What’s Wrong With the Pentagon’s Civilian Personnel System?
Quite a lot, a new report points out.
The nonprofit Bipartisan Policy Center doesn’t mince words in a new report about the Defense Department’s antiquated approach to managing troops and civilians:
“If the military personnel system errs on the side of instability and frequent turnover, the civilian personnel system has the opposite problem. Civilian employees may remain in their positions almost indefinitely—typically regardless of their level of performance.”
Ouch.
The report, “Building a F.A.S.T. Force: A Flexible Personnel System for a Modern Military,” focuses mostly on the uniformed side of the equation, but it prescribes a fairly radical cure for what ails the civilian side. For starters, the authors want to take the Office of Personnel Management out of the picture.

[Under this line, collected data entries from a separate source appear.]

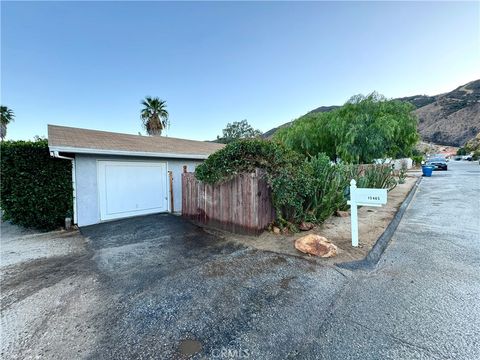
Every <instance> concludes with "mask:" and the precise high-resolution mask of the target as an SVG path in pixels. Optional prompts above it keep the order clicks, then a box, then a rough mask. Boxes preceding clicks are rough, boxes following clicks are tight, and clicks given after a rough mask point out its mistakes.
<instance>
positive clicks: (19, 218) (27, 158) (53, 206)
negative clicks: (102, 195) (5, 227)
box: [0, 140, 73, 230]
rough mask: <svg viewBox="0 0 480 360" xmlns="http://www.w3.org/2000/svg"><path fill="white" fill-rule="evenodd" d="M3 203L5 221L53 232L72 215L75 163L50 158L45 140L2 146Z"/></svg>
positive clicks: (1, 146)
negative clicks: (73, 168)
mask: <svg viewBox="0 0 480 360" xmlns="http://www.w3.org/2000/svg"><path fill="white" fill-rule="evenodd" d="M0 175H1V187H0V189H1V191H0V192H1V200H0V204H1V207H2V210H3V211H4V219H5V220H11V221H12V222H13V223H15V224H19V225H22V226H25V227H34V228H38V229H41V230H52V229H55V228H58V227H61V226H63V225H64V224H65V217H66V216H67V215H70V216H71V214H72V208H73V206H72V203H73V189H72V164H71V161H69V160H62V159H54V158H51V157H50V153H49V150H48V143H47V141H46V140H38V141H34V142H31V141H6V142H2V144H1V170H0Z"/></svg>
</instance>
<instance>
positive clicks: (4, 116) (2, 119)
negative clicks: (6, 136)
mask: <svg viewBox="0 0 480 360" xmlns="http://www.w3.org/2000/svg"><path fill="white" fill-rule="evenodd" d="M0 113H1V119H0V137H1V139H2V141H3V139H4V138H5V136H7V125H8V124H10V122H12V121H13V118H14V117H15V115H14V114H13V111H12V110H11V109H9V108H8V107H6V106H3V105H2V106H0Z"/></svg>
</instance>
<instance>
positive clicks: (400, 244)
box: [306, 161, 480, 360]
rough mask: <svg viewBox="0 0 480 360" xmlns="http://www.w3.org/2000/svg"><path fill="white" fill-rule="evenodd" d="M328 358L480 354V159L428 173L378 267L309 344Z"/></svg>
mask: <svg viewBox="0 0 480 360" xmlns="http://www.w3.org/2000/svg"><path fill="white" fill-rule="evenodd" d="M310 346H312V347H317V349H322V350H321V352H322V356H321V358H325V359H387V358H391V359H472V360H473V359H480V166H479V164H478V162H474V163H472V162H454V161H452V162H450V163H449V170H448V171H446V172H440V171H435V172H434V174H433V176H432V177H425V178H423V180H422V182H421V184H420V186H419V189H418V191H417V193H416V195H415V198H414V199H413V201H412V202H411V204H410V206H409V208H408V210H407V212H406V213H405V216H404V218H403V219H402V221H401V223H400V225H399V227H398V229H397V231H396V232H395V235H394V237H393V238H392V242H391V243H390V245H389V247H388V248H387V250H386V251H385V253H384V254H383V256H382V258H381V260H380V262H379V264H378V265H377V267H376V268H375V269H374V270H373V271H371V272H364V273H363V272H357V273H355V274H354V275H353V276H352V277H351V278H350V281H349V284H348V285H347V286H346V287H345V288H344V291H343V292H342V293H341V294H339V296H338V300H337V301H336V302H335V304H334V306H333V307H332V310H331V318H330V319H329V321H326V322H325V323H324V326H322V328H321V329H319V331H318V333H317V334H316V337H315V341H314V342H313V343H312V344H311V345H307V347H306V348H308V347H310Z"/></svg>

The civilian workforce is sometimes viewed as incidental to military operations, but there are more civilians working for the Pentagon than there are uniformed troops in the Navy and Air Force combined. The 770,000 civil servants who support the services are managed under 66 different personnel systems, according to the report. That’s probably 65 too many, the authors concluded.
Roughly two-thirds of defense civilians are managed under the General Schedule civil-service personnel system. It’s a rigid, rule-based system designed to prohibit political patronage and favoritism, and to ensure fairness in hiring and promotions. But it stifles high performers and rewards people for longevity rather than performance.
“It is exceedingly difficult to remove low performers,” the report notes.
So what’s to be done? The co-chairs of the center’s task force on Defense personnel, including former Defense Secretary Leon Panetta, have three main recommendations:
Create a separate and unique personnel system for all Defense Department civilian employees. Move all Defense civil servants from Title 5 (under OPM’s authority) to Title 10 (under the Defense Department) “to allow the defense secretary to customize a system to control hiring, management, compensation, and retention policies for the defense-civilian workforce. As part of this reform, any civilian working for a joint command should be managed under the Defense Department’s personnel system, not those of individual services.”
Establish pay bands for all defense civilian employees. The authors recommend creating a simplified job-classification system for professional and administrative positions, “which would condense the GS system into a smaller number of pay bands to more closely align with the knowledge and work that most defense-civilian employees currently perform. These pay bands should be designed to enable employees to progress based on their technical expertise, not just on the number of people they supervise.”
Increase educational opportunities for civil servants. Compared with opportunities available to military personnel, there are very few educational opportunities available for defense civilians. “In order to reach their full potential, employees must be given opportunities to continue developing their skills and knowledge. This is exactly why substantial investments are made for uniformed career development. But the differences between uniformed and civil-service personnel when it comes to career development are striking.”
Whether the Bipartisan Policy Center's recommendations will be adopted in whole or in part is anybody's guess at this point, but if previous attempts to reform the woefully outdated personnel system are any guide, don't hold your breath.